既存事業が横ばいとの想定の下、ふじみ野事業部の事業拡大(売上高が25億円から45億円へ増加)とマンション事業の寄与により、来2007年2月期は売上高を今期予想比21.6%増の45,000百万円に拡大させる計画です。経常利益は同39.2%増の2,200百万円、当期純利益同38.9%増の1,250百万円を予想しています。
そして、5年後に売上高1000億円の達成を目指しています。利益面では、売上高経常利益率を毎年0.7~1%程度改善させていく考えです。

(単位:100万円)
 
'04/2実績
'05/2実績
'06/2計画
'07/2計画
売上高
21,541
27,296
37,000
45,000
営業利益
808
1,177
1,945
2,670
経常利益
647
1,014
1,580
2,200
当期純利益
372
584
900
1,250
社員数
124名
143名
165名
190名
備考 自由が丘、横浜事業所開設 自由が丘、横浜事業所開設効果 ふじみ野開設効果。自由が丘拡充 マンション事業寄与


取材を終えて
同社は、田園調布(東京都大田区)等の一等地での1億円を越える戸建住宅など、高額・高付加価値物件の建売を得意としています。「自ら"ブランド力が課題"としている同社が、なぜこれほどのハイグレードな物件を売り切ることができるのか」と疑問に思い方も多いと思います。
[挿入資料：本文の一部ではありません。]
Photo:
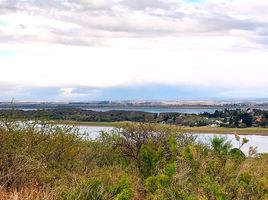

こうした一等地の土地取引では、比較的狭小な物件の取引が多いため、大手のハウスメーカーは敬遠しがち。また、郊外で値ごろ感のある物件を得意とするパワービルダーはこうした高額物件には目もくれません。このため、競争が少ないそうです。一方、施主側の立場に立つと、個人では土地の入手自体が難しく、仮に土地が手当てできたとしても、設計、施工等の手配の手間に加え、注文住宅となると建築コストも割高になってしまいます。
こうした背景の中で、同社は地域密着・顧客密着の営業展開により収集した顧客ニーズを物件の仕入や商品開発に生かし、成果を上げてきたわけです。ただ、地域密着・顧客密着型の営業は、エリアの拡大が難しくスケールメリットを追求し難いという問題があります。高額物件を扱っている同社の収益性が必ずしも高くないのはそのためです。このため既存事業エリアの更なる深耕はもちろん、埼玉県南部エリアの開拓や新規事業行の育成に取り組んでいく考えです。